Figure 12.10 Evans’s drawing of a seal from Vaphio with two antithetical “Minoan genius” creatures (original less than 2 cm diameter) (Evans
1921-35: IV. 453).
In treating Taweret and her relations to the Minoan genius, Evans went on to discuss astronomical aspects of the Egyptian iconography, which are actually quite important, as well as the protective/apotropaic elements of the goddess in the Egyptian religion.

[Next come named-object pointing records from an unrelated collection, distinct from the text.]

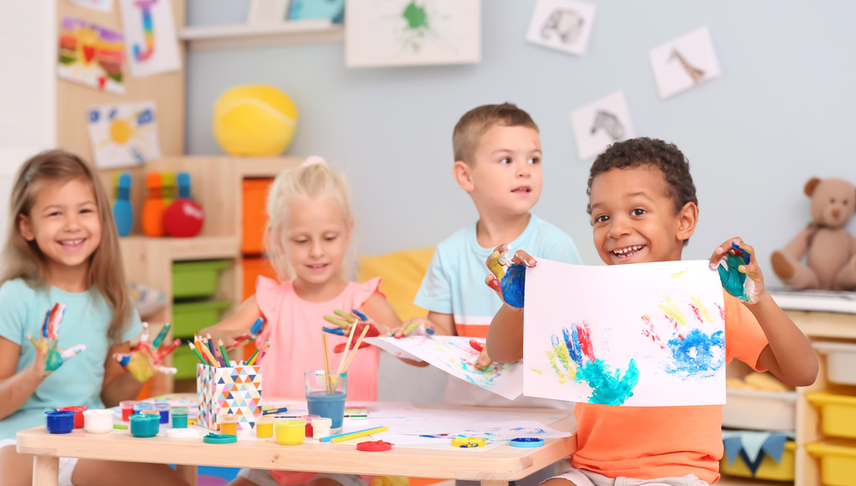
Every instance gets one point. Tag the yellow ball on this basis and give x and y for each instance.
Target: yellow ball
(254, 120)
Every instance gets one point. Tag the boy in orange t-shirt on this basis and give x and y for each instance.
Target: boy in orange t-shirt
(644, 208)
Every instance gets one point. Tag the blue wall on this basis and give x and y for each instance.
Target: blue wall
(781, 113)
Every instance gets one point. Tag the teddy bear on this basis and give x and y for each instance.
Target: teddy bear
(829, 249)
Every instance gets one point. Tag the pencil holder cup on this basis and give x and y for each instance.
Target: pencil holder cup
(221, 391)
(60, 421)
(325, 395)
(98, 421)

From my own standpoint, Evans was rather generous in including the crocodile jaws as part of Taweret, but in his own work Evans stressed the crocodile on the back of the figure when drawing parallels with the Aegean. Regardless, the Minoan representations are on occasion far more persuasively lion-like than the supposed Egyptian parallels. Evans’s advocacy of the equivalency has been adopted more forcefully by recent scholarship as a shorthand means of referring to this bizarre Minoan creature. In any case, the actual Egyptian name of the goddess is not found anywhere in the Aegean: the link is thus based on rather far-fetched interpretations of exceptional iconography rather than philology. That the Egyptian iconography may have inspired the Minoan artists is not impossible, but the designation and identification of the creature is an invention of modern research.By contrast, the Egyptian term “Taweret” basically means “the (female) great one”, and is thus not far from Potnia. Interestingly, an Egyptian version of Potnia would, however, also be Taweseret, “the (female) powerful one”, and both Taweseret and Taweret are probably to be identified as (independent) manifestations of the Egyptian goddess Hathor.